On Linux you can use tmpfs
/tmp
is still tmpfs
here, but I prefer this (below) nowadays for usages that are not typical /tmp
usages:
n=$(cat /sys/class/zram-control/hot_add)
echo zstd > /sys/block/zram${n}/comp_algorithm # change that if you like
echo 8G > /sys/block/zram${n}/disksize # larger disk probably needed for /target
mkfs.ext4 -O '^has_journal' -L TMPZ -m 0.001 /dev/zram${n}
# discard is important for auto-trimming
mount -o noatime,discard /dev/zram${n} /tmpz
chmod 777 /tmpz
chmod +t /tmpz
rm -rf '/tmpz/lost+found'
This is a part of my zram devices initialization script, a bunch used for swap as usual, then ending with this. modprobe zram num_devices=0
works if one likes to hot_add
all devices.
From zram you get a block device with builtin compression.

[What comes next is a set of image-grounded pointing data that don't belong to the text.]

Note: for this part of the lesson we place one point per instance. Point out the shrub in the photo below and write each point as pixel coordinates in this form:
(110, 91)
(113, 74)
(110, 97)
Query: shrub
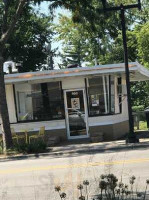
(109, 189)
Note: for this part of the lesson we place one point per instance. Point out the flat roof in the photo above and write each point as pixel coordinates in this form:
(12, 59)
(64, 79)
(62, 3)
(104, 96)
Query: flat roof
(137, 73)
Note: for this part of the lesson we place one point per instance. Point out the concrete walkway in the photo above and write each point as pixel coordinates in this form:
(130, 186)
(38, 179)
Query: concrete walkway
(74, 149)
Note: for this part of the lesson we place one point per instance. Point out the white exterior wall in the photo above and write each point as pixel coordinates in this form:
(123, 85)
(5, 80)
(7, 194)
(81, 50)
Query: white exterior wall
(67, 83)
(73, 83)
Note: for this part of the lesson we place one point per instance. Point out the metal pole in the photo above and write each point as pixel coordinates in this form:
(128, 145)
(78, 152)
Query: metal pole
(131, 135)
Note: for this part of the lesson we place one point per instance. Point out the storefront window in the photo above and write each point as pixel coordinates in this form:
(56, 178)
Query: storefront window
(42, 101)
(101, 95)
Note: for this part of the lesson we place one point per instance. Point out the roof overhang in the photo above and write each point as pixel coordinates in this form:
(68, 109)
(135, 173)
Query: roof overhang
(137, 73)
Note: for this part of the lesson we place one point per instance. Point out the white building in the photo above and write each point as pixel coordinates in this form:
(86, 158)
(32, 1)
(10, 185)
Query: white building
(72, 103)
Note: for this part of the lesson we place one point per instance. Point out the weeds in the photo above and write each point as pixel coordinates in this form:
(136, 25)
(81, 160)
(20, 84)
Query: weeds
(109, 189)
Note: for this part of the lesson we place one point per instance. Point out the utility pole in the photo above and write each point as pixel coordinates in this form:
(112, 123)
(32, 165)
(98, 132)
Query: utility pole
(131, 135)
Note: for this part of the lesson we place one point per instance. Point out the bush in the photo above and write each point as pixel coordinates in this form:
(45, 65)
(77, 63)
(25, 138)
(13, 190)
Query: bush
(35, 147)
(109, 189)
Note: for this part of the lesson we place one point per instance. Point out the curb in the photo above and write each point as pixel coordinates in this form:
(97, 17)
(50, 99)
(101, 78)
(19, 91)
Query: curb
(90, 150)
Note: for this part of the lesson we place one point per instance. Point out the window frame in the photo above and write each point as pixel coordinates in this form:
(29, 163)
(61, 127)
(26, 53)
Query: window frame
(109, 95)
(36, 120)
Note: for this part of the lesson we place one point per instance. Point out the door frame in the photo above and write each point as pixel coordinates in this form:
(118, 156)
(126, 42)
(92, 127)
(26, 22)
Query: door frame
(67, 117)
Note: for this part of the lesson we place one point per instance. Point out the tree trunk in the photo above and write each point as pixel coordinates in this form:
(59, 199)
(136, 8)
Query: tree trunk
(5, 124)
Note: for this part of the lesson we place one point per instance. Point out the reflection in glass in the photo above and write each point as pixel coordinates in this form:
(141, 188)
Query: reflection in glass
(76, 113)
(42, 101)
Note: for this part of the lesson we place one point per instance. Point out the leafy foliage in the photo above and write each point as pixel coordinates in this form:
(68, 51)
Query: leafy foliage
(28, 43)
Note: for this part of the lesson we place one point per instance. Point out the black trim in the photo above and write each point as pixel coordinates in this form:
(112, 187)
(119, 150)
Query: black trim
(86, 92)
(15, 102)
(108, 114)
(120, 97)
(109, 93)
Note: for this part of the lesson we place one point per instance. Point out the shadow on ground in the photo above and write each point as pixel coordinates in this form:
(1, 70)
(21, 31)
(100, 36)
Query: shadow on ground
(84, 147)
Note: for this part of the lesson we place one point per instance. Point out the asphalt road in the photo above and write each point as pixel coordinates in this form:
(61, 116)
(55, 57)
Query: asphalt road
(35, 178)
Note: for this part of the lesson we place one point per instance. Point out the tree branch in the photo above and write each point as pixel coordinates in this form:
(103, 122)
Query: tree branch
(6, 35)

From ext4, you still get features like creation time, truncate and fallocate support, ...etc. And with discard, ram usage will be limited to used space (like tmpfs). Also ext4 is used without a journal to avoid what would be useless overhead in this use-case.
As other already mentioned you can mount a RAM disk yourself to where the target folder would be placed. Alternatively you can change where cargo places its artifacts to somewhere you already have a ram disk mounted, e.g. /tmp
https://doc.rust-lang.org/cargo/reference/config.html#buildtarget-dir
Your build artefacts will already be in RAM as the kernel will utilise any spare for the block cache. The block cache is evicted using a least recently used (LRU) basis when the system is under memory pressure. Using ram based filesystems is basically bypassing the kernel and reducing it's flexibility to make the best use of spare RAM in the system.
Agreed. Take a look at the cachestat tool to measure how well the page cache is working for cargo builds.
https://www.brendangregg.com/blog/2014-12-31/linux-page-cache-hit-ratio.html
Maybe use a RAM based fs?
Some distros mount /tmp
as tmpfs into the RAM. You can look into that.
Ramdisk?
Linux uses all free RAM as cache automatically.